Vorsichtig streckte er die Hand aus. Einen Moment lang starrte Nicholas das Schmuckstück an, dann griff er schnell danach und drückte es sich an die Brust. In seinen Augen bildeten sich Tränen.

„Und ich dachte schon, ich hätte es verloren", murmelte er, das Medaillon weiterhin fest an sich gepresst.

„War das das Geschenk, das meine Mutter ihnen damals gegeben hat?", fragte Harry vorsichtig, obwohl er die Antwort schon kannte.

Nicholas Fetch nickte gedankenverloren, den Kopf gesenkt.

„Es tut mir Leid, dass ich es einfach genommen habe. Ich musste nur irgendetwas tun, also versuchte ich, irgendwie herauszufinden, wer sie sind."

„Nicht doch", antwortet der Mann mit erstickter Stimme. „Du… du musst dich nicht entschuldigen. Ich danke dir, dass du es mir wiedergebracht hast. Ich wüsste nicht, wie ich ohne es weiterleben sol…-"

Ein ohrenbetäubender Knall unterbrach den aufgelösten Mann.

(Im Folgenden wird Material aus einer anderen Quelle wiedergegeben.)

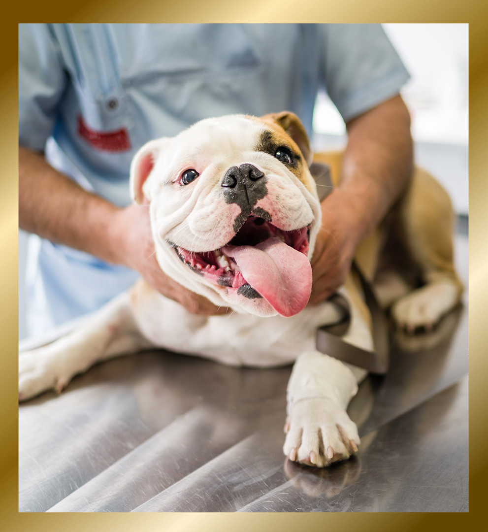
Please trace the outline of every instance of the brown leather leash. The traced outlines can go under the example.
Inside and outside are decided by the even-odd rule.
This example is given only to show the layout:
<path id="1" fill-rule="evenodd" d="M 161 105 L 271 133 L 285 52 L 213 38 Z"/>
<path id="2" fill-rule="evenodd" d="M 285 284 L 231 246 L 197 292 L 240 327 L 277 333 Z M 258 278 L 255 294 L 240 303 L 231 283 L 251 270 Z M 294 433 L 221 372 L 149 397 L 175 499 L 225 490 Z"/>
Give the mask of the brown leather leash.
<path id="1" fill-rule="evenodd" d="M 313 163 L 310 171 L 319 187 L 319 198 L 322 201 L 333 190 L 330 171 L 326 164 Z M 321 327 L 317 331 L 317 350 L 342 362 L 363 368 L 370 373 L 384 375 L 388 370 L 390 346 L 388 324 L 386 316 L 380 306 L 373 289 L 361 270 L 355 263 L 351 270 L 358 278 L 363 288 L 366 305 L 371 313 L 374 351 L 361 349 L 344 342 L 341 338 L 350 324 L 349 305 L 345 298 L 335 294 L 329 301 L 339 306 L 343 311 L 343 317 L 338 322 Z"/>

Er schien von draußen zu kommen, und wie gelähmt konnte Harry durch das Fenster mehrere Menschen in Umhängen erkennen, die plötzlich aufgetaucht waren. Mit stockendem Atem und krampfhaft umklammertem Zauberstab stand er da, während Nicholas Fetch mit weit aufgerissenen Augen ebenfalls zum Fenster empor starrte.

„Es scheint, als wäre der Muggel endlich wieder bei Bewusstsein", konnte Harry die abfällige Bemerkung eines Mannes mit dunkler, kratziger Stimme hören, woraufhin eine zweite, gehässige Frauenstimme, die Harry zu seinem Grauen sehr bekannt vorkam, antwortete:

„Und seltsamerweise habe ich das Gefühl, er ist nicht allein!"